I said this about Nabu at the end of the last post: “Rather, [Rainbow] created him because of a dilemma in Winx season three.”
Imagine Secret of the Lost Kingdom was the finale of Winx Club, since it wrapped up the main plot with Bloom finding her birth parents and saving Domino. This means season three was the last season. We all know Rainbow planned to stop there.
Aisha debuted in Winx season two, but Rainbow didn’t give her a love interest. (Would have been the best time to introduce Nex, but oh well.) You know the rules: a Winx can’t be single for more than one season.
But Winx Club only had one season left. That complicated things. For starters, it meant we’d never see Aisha and her boyfriend as a couple for a full season.
Let me repeat that: we’d never see Aisha and her boyfriend as a couple for a full season. That’s the dilemma. In this retcon of Winx Club history, Aisha and Nabu are the only couple who never dated onscreen.

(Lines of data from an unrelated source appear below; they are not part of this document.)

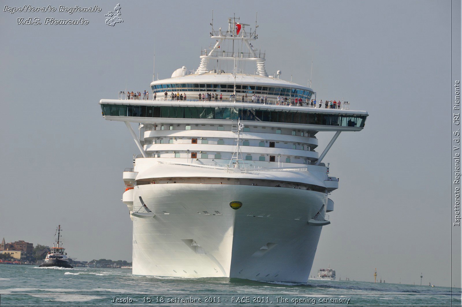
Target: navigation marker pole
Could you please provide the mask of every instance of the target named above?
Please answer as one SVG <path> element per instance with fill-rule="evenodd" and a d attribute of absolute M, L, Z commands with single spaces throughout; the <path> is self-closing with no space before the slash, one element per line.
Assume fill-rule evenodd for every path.
<path fill-rule="evenodd" d="M 154 61 L 152 61 L 152 82 L 154 82 L 154 78 L 156 76 L 156 51 L 154 52 Z"/>
<path fill-rule="evenodd" d="M 311 72 L 310 74 L 310 86 L 311 88 L 311 77 L 313 76 L 313 60 L 315 57 L 314 51 L 313 52 L 313 56 L 311 57 Z"/>

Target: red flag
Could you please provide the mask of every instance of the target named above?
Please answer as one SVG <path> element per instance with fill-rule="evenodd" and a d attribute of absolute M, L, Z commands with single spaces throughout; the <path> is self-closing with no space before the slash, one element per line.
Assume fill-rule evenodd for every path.
<path fill-rule="evenodd" d="M 236 24 L 236 35 L 239 35 L 239 31 L 241 31 L 241 26 L 242 26 L 240 25 L 239 25 L 239 24 Z"/>

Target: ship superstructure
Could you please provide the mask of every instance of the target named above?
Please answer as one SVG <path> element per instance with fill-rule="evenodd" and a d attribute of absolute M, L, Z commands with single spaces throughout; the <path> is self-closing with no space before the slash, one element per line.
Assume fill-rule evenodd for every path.
<path fill-rule="evenodd" d="M 335 279 L 335 270 L 330 268 L 330 265 L 327 269 L 320 269 L 318 270 L 317 278 L 322 279 Z"/>
<path fill-rule="evenodd" d="M 121 92 L 100 101 L 141 153 L 123 175 L 133 273 L 305 282 L 338 187 L 322 161 L 368 114 L 312 107 L 313 90 L 268 76 L 255 31 L 228 21 L 212 29 L 197 69 L 153 81 L 149 99 Z M 245 73 L 252 62 L 256 69 Z M 319 131 L 334 134 L 320 154 Z"/>

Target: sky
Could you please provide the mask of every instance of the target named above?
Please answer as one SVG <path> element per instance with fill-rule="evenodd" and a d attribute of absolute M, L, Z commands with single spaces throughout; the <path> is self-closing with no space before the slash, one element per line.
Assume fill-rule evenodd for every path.
<path fill-rule="evenodd" d="M 51 245 L 61 224 L 71 258 L 131 261 L 122 176 L 139 152 L 123 123 L 103 118 L 99 100 L 148 89 L 154 53 L 159 79 L 197 69 L 212 10 L 216 30 L 235 13 L 255 25 L 258 12 L 254 45 L 268 74 L 306 85 L 312 59 L 318 99 L 370 114 L 323 160 L 340 184 L 311 275 L 330 264 L 342 279 L 373 281 L 377 268 L 387 282 L 419 283 L 421 273 L 424 284 L 460 286 L 460 237 L 450 237 L 449 1 L 126 1 L 123 23 L 109 26 L 104 14 L 116 4 L 2 1 L 0 237 Z M 25 5 L 102 11 L 3 11 Z M 89 23 L 17 24 L 29 17 Z M 320 149 L 332 135 L 317 135 Z"/>

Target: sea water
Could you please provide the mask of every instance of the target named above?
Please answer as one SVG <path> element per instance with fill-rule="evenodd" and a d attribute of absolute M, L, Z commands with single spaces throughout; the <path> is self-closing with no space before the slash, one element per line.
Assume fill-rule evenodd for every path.
<path fill-rule="evenodd" d="M 452 291 L 452 293 L 451 293 Z M 310 279 L 267 283 L 132 275 L 131 270 L 0 264 L 1 306 L 461 306 L 460 289 Z"/>

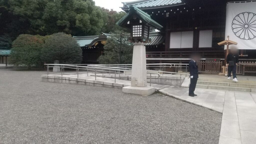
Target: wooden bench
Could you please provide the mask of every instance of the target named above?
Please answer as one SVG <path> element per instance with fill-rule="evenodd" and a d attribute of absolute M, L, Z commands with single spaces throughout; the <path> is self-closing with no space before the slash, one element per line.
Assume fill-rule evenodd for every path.
<path fill-rule="evenodd" d="M 243 70 L 243 75 L 244 75 L 245 73 L 256 73 L 256 71 L 246 71 L 245 67 L 256 67 L 256 64 L 240 64 L 242 67 L 242 69 Z"/>

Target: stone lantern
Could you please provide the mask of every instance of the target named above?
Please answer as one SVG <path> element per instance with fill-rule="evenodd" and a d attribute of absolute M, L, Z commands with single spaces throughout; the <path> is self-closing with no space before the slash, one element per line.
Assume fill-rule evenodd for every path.
<path fill-rule="evenodd" d="M 145 43 L 150 43 L 150 28 L 160 29 L 163 27 L 151 18 L 150 15 L 133 5 L 129 12 L 116 23 L 129 29 L 131 35 L 128 41 L 133 43 L 133 54 L 131 86 L 123 88 L 124 92 L 148 96 L 155 92 L 155 88 L 147 85 L 146 48 Z"/>

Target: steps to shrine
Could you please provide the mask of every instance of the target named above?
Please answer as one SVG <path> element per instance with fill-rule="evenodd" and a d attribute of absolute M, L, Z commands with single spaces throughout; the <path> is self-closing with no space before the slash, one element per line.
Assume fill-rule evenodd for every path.
<path fill-rule="evenodd" d="M 196 87 L 226 90 L 256 92 L 256 81 L 241 80 L 235 82 L 232 79 L 199 78 Z"/>

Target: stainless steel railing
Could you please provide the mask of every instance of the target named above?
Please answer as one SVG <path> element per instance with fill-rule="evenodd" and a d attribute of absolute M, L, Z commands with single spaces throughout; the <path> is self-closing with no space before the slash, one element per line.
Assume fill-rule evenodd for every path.
<path fill-rule="evenodd" d="M 94 76 L 95 77 L 95 80 L 96 80 L 97 79 L 96 78 L 97 77 L 97 72 L 102 72 L 102 77 L 104 77 L 104 72 L 110 72 L 110 73 L 114 73 L 115 75 L 115 83 L 116 82 L 116 75 L 117 73 L 119 74 L 119 79 L 120 79 L 121 77 L 120 76 L 120 74 L 124 74 L 124 73 L 121 72 L 120 71 L 123 70 L 126 71 L 129 71 L 131 72 L 132 70 L 128 69 L 123 69 L 123 68 L 122 69 L 114 69 L 113 68 L 114 67 L 111 67 L 109 68 L 105 68 L 103 67 L 92 67 L 91 66 L 79 66 L 78 65 L 67 65 L 63 64 L 45 64 L 45 65 L 46 66 L 47 68 L 47 75 L 49 75 L 49 68 L 50 67 L 57 67 L 60 68 L 61 69 L 61 76 L 63 76 L 63 74 L 65 74 L 65 68 L 70 69 L 75 69 L 76 70 L 76 72 L 77 74 L 77 78 L 79 77 L 79 70 L 87 70 L 87 75 L 88 76 L 89 74 L 89 70 L 94 71 Z M 105 70 L 109 70 L 109 71 Z M 111 71 L 111 70 L 114 71 Z M 151 74 L 154 74 L 157 75 L 158 76 L 158 82 L 159 81 L 159 78 L 160 77 L 161 75 L 160 74 L 158 73 L 152 72 L 147 72 L 147 73 L 149 74 L 150 75 L 150 86 L 151 86 Z M 84 73 L 81 73 L 80 74 Z"/>

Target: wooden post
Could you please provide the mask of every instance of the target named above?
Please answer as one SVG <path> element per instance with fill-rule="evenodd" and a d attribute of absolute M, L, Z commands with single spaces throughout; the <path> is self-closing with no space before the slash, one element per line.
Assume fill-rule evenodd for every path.
<path fill-rule="evenodd" d="M 227 39 L 227 40 L 228 41 L 229 39 L 229 36 L 228 36 L 228 38 Z M 228 43 L 228 42 L 227 41 L 227 42 Z M 226 66 L 226 71 L 225 72 L 225 76 L 228 75 L 228 64 L 227 63 L 227 57 L 228 56 L 228 48 L 229 46 L 229 45 L 228 45 L 228 44 L 227 43 L 227 50 L 226 51 L 226 54 L 225 55 L 225 60 L 224 60 L 224 63 L 225 63 L 224 64 Z"/>

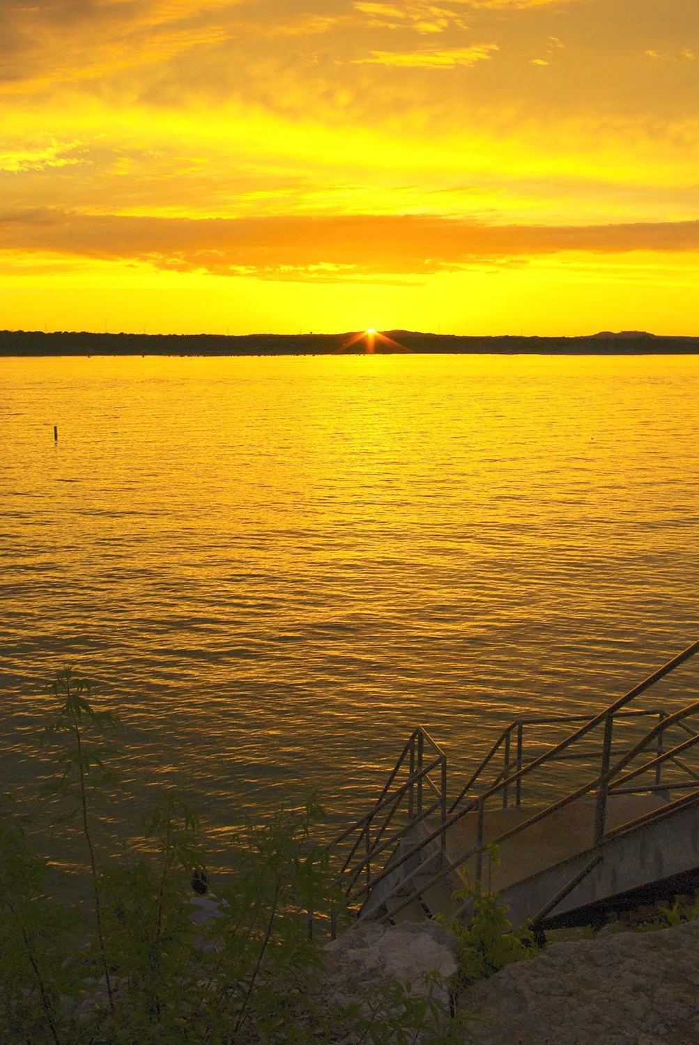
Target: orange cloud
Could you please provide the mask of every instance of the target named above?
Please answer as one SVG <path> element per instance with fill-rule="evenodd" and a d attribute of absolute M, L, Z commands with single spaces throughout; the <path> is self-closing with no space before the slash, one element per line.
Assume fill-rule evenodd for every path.
<path fill-rule="evenodd" d="M 0 249 L 270 278 L 425 275 L 564 251 L 699 252 L 699 222 L 492 226 L 425 215 L 187 219 L 0 214 Z"/>
<path fill-rule="evenodd" d="M 354 65 L 389 65 L 409 69 L 453 69 L 455 66 L 474 66 L 476 62 L 491 59 L 497 50 L 497 44 L 475 44 L 451 50 L 370 51 L 369 57 L 352 59 L 352 62 Z"/>

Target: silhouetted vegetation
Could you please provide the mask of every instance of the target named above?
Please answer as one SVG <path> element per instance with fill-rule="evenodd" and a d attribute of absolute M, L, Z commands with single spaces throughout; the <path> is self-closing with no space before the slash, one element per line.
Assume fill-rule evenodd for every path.
<path fill-rule="evenodd" d="M 350 1000 L 324 990 L 306 912 L 327 915 L 341 898 L 311 839 L 314 803 L 236 838 L 217 876 L 196 815 L 172 792 L 137 834 L 110 841 L 102 796 L 118 793 L 118 721 L 71 671 L 48 702 L 34 738 L 42 783 L 0 803 L 3 1045 L 453 1040 L 458 1021 L 429 992 L 393 980 Z M 81 838 L 72 893 L 46 853 L 62 833 Z"/>
<path fill-rule="evenodd" d="M 388 330 L 405 352 L 531 355 L 675 355 L 699 352 L 699 338 L 656 338 L 637 331 L 590 338 L 466 338 Z M 364 339 L 348 345 L 336 334 L 140 334 L 87 331 L 0 330 L 0 356 L 7 355 L 363 355 Z M 377 340 L 377 354 L 399 349 Z"/>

That meant their love story had to accomplish two things:
Introduce a love interest we’d care about, even though we’d barely get to see him as her boyfriend
Convince us their relationship might work out, even though Rainbow would never develop it
How did the writers solve this dilemma? They threw Aisha into an arranged marriage to a genderbent version of herself.
Disagree? Then tell me — if you literally turned Aisha into a guy, would “he” be that different from Nabu? No. “He” would:
Still be from Andros
Still be rich — and since Nabu was a prince in the Winx comics, “he” would still be royalty
Have a nearly identical backstory
Still like the same things (water sports, “The New Waves” band, etc.)
“He” would also still have magic powers, but since fairies are female in Winx Club, “he” would have to be a different type of magic being. What’s the closest thing to a male fairy in this series? A wizard.
Rainbow didn’t hide what they were doing. Aisha and Nabu frequently remarked on how similar they were, and after he told his backstory to the Winx, Bloom said, “Just like Aisha.” Bloom did the same thing in season four with Roxy. Twice, she told her, “You’re so much like me!” She also thought it a few times. Lampshading much?
On my other blog, I wrote a post about why Nabu was a Soul Mate Sue (a.k.a. Relationship Sue). The term came from an article about Mary Sues on a fanfiction site called Tokio Hotel Fiction. One tip to avoid writing a Soul Mate Sue relationship was to not give the love interest everything in common with their partner.
“But Nabu didn’t have everything in common with her,” you say. “He had a different personality. He was calmer, wiser, more polite…”
That’s because his backstory only mattered for his role as Aisha’s love interest. It didn’t shape his own character — his personality, his opinions of the world, etc. — and it didn’t influence his interactions with other characters. This is common with Mary Sues. They often have tragic or difficult pasts that never hold them back in life, physically or emotionally. After all, they must be perfect no matter what.
In Nabu’s case, since he had the same backstory, we extended the empathy we felt for Aisha towards him. And since we think having everything in common equals perfect compatibility, we assumed their relationship could last. Plus, this was an arranged marriage, so we expected them to get married someday.
Disney Princess Plots
So why doesn’t the Winx fandom see Nabu as a Soul Mate Sue or a copy of Aisha? Why did we fall for Rainbow’s laziness?
Because we’re used to these types of love stories. Tokio Hotel Fiction called them “Disney princess plots”, and they are. Most Disney princess movies are like this:
The princess meets her prince.
They fall madly in love in a couple days — or a couple hours. It’s usually first love for both of them (just like Aisha and Nabu), and Disney wants us to believe it’s “true love”, not infatuation or anything else.
They survive an adventure together.
They get married and live “happily ever after”.
This works for a quick love story with no development, but not for a more natural relationship that gradually blossoms and deepens. Unfortunately, Rainbow didn’t have time to give Aisha that type of relationship, so they had to cut corners.
I’ve already talked about one drawback of Aisha and Nabu’s love story. She had an abnormal and restrictive childhood, and she left Andros to escape it. What she needed wasn’t someone exactly like her, but someone different to balance her life out with some normalcy.
But that’s not the biggest problem. Aisha didn’t have a character goal, right? Nabu made things worse. He nullified what little plot she had to build on.